The months in between have been the busiest in our companies history and fitting in the planning for the event was quite a task.  Fortunately we live in a wonderful community of like-minded individuals and everyone we asked was happy to help.  From local instructors (and even some that weren’t so local!) willing to give up their time through to Castleton villagers who took on the task of providing the lunch and publicising the event.  From local providers offering chairs, a marquee and the use of the playing fields through to Hope Valley retailers happy to offer reduced prices on caving equipment hire and mountain bikes.  We also had great support from media sources locally and nationally.  There are too many websites, shops, publications and radio stations to list individually but a massive thanks to every one of them.
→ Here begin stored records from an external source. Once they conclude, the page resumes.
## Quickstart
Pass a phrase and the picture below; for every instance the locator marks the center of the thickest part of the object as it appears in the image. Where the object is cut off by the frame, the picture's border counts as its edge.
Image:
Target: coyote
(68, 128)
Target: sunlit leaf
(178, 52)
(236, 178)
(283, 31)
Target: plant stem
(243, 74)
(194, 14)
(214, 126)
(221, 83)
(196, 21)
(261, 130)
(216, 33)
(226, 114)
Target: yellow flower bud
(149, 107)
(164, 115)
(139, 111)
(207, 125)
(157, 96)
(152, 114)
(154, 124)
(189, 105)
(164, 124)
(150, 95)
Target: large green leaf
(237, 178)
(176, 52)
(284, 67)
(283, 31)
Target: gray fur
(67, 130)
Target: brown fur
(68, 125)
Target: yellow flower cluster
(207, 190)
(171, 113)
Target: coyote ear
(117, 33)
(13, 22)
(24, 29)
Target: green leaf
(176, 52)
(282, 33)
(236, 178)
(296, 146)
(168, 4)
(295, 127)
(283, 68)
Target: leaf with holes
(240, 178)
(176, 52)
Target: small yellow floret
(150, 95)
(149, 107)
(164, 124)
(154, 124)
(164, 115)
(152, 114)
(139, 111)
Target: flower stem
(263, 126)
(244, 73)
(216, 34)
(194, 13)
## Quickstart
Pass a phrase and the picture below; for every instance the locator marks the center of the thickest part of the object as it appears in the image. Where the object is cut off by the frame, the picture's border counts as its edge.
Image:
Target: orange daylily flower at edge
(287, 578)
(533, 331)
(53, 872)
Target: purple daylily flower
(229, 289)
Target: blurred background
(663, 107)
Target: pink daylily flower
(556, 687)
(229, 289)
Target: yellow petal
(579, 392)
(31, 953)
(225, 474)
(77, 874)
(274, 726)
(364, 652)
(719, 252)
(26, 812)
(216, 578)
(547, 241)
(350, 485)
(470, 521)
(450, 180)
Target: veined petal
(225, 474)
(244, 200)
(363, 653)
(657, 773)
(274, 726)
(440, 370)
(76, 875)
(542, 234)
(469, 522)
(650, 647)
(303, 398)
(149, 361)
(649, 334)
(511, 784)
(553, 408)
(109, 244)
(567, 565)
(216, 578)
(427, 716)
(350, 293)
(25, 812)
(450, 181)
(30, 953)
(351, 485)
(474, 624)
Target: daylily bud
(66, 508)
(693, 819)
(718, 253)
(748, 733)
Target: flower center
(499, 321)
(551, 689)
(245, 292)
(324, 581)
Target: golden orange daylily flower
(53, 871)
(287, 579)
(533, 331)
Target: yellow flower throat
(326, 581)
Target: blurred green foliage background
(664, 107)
The days leading up to the event had mixed weather and the forecast for Sunday wasn’t fantastic but, as we headed to the playing fields in Bamford at 6am to set things up, the sun was peeking through the clouds and there was the promise of a fine day.  Besides the uncertainty of an English summer the other big unknown was how many people would turn up.  People had been encouraged to register online but we hoped more would come along too.  Our target was 50 and in the end, with instructor helpers, we got 53.  There were families and individuals, couples and even a few babies and a couple of dogs and according to Respect the Mountains this was a great turn out for a first event. 

  
After a welcome chat and safety briefing teams were deployed to Stanage, the Burbage Valley and Cave Dale.  These were all areas that had been identified as having litter problems and so, armed with litter grabbers, bin bags and protective gloves the teams went to work.  It soon became apparent that Cave Dale had a lot of litter whilethe teams at the other venues found less - even so there were barbeques, trashed guidebooks, finger tape, Power bar wrappers, drink bottles and a lot of dog waste bags.  There was even a rusted wheelbarrow which won Mike a pair of Keen shoes as the most unusual find of the day.

 
Once back at Bamford the teams got stuck into a hard earned barbeque lunch to refuel before heading out for an afternoon of adventure.  The sun was out and everyone relaxed on the grass and enjoyed a getting to know each other and share stories from the morning.  It was a great atmosphere.  Soon enough it time for action.  A team of cavers headed for Giants Hole, climbers went to Burbage and the mountain bikers headed out from the site.  Part of the reason we knew the Peak District would be the perfect place for the event was the wealth of activities on the doorstep and everyone came back buzzing from their adventures. 

  
The finale to the day was a thank you to all the participants and a goody bag courtesy of Keen and Barts before the Peak Mountaineering team got to work dismantling the site.  As we reflected on the day my eyes were drawn to the pile of rubbish bags in the corner of the field.  The day was so much more than collecting litter but that, of course, was the focus.  And that pile of waste really showed why the day had been a great success.  A National Park with less litter and participants that had cared enough to get involved.


That evening we were exhausted and the day had certainly proved a logistical challenge right in the middle of our busiest part of the year.  But, as we celebrated in the pub people started to tweet and email and the message from them all was clear…..thanks…….and can we come again next year!


Peak Mountaineering sends heartfelt thanks to everyone who helped to make Peak District Envirotrek 2012 such a big success.  It certainly wouldn’t have been possible without you.